Movie Review: Chicken With Plums
We learn 16 minutes and two seconds into “Chicken With Plums” that Nasser-Ali Khan was followed to the grave by those who loved him. So the drama in “Chicken With Plums” comes not from seeing whether he’ll commit suicide, but in deciding whether his choice made sense. Along the way, you may find yourself analyzing some decisions of your own.
The film comes from writer-directors Marjane Satrapi and Vincent Parronnaud, whose “Persepolis” was nominated for an animated film Oscar in 2007. That one was shot in black and white and presented as images from a graphic novel, which is how it began. Yet it’s more realistic than “Chicken,” which comes at us like a tale narrated from “The 1001 Arabian Nights.”
French actor Mathieu Amalric plays renowned Nasser-Ali, whose beloved violin gets broken in the Iran of 1958. He despairs of finding another and finally finds no reason to live.
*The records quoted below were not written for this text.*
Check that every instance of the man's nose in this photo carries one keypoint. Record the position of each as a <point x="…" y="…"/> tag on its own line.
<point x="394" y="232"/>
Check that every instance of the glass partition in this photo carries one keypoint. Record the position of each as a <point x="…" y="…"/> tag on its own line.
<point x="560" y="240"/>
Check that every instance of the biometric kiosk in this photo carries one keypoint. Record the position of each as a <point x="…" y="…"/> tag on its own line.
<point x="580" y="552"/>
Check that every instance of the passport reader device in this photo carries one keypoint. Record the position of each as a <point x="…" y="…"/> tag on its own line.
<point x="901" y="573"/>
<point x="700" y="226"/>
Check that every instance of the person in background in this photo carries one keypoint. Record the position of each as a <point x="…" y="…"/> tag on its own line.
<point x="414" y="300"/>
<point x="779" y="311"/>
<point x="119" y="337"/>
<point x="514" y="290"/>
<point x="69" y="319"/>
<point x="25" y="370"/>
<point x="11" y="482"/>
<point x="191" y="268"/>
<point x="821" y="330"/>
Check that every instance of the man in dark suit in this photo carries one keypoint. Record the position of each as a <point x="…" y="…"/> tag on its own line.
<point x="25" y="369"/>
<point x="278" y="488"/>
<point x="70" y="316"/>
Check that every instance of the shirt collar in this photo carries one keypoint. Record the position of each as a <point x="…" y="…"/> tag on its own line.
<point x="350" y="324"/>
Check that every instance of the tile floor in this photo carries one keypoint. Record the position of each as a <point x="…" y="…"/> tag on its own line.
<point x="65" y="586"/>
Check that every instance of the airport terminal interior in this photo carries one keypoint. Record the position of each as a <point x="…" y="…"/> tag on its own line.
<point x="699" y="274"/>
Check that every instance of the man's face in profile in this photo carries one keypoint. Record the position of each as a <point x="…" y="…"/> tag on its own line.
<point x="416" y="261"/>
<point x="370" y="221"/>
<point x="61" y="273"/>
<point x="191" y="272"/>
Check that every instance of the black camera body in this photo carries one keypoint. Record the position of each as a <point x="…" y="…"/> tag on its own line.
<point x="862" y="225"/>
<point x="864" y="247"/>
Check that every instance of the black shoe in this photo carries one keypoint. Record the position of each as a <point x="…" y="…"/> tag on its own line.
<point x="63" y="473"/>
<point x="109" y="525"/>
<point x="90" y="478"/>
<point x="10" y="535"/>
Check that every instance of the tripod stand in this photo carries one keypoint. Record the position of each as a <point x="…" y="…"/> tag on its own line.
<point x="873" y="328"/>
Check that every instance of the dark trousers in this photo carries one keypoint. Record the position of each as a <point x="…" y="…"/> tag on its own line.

He retires to his bed, refuses food, and waits for the Angel of Death. During his last week, he ponders the failures and follies of his life.
The filmmakers consistently take us away from the literal world. All but one of the Persian characters are played by people who are not Persian: Nasser’s wife (Maria de Medeiros of Portugal), his brother (Eric Caravaca of Spain), his grown daughter (Chiara Mastroianni of France), his mother (Isabella Rossellini of Italy). Jamel Debbouze, French-born to Moroccan parents, is the only one who looks Middle Eastern, and he plays a Chinese shopkeeper and a prophet who would fit into “Monty Python and the Holy Grail.”
The filmmakers take side trips (a la “Amelie”) to show us characters’ pasts and futures. They break into animation, fantasy sequences, even special effects for the cheerful Angel of Death (Eduoard Baer). When young Nasser-Ali – played by Amalric with virtually no difference in makeup – encounters a musical guru, you can bet the wise man will wear a flowing robe and a long, gray beard.
Only one part of the story gets told simply and straightforwardly: The flashback where Nasser-Ali falls in love with Irâne, a merchant’s daughter, and is rejected by her father as a penniless suitor. Her name is pronounced “Ir-AN,” like the country of Satrapi’s birth, and you may draw what conclusions you will. (Golshifteh Farahani, who plays her, is the lone Iranian in a significant role.)
Does Irâne represent the heart of a nation broken by greed and shortsightedness? Persian women who’ve had lives ruined by controlling men? Or just the traditional powerless heroine of a fable, buffeted by a cruel fate?
Satrapi and Parronnaud give us clues but no solution. The fun, for those of us who like fairy tales, is in guessing.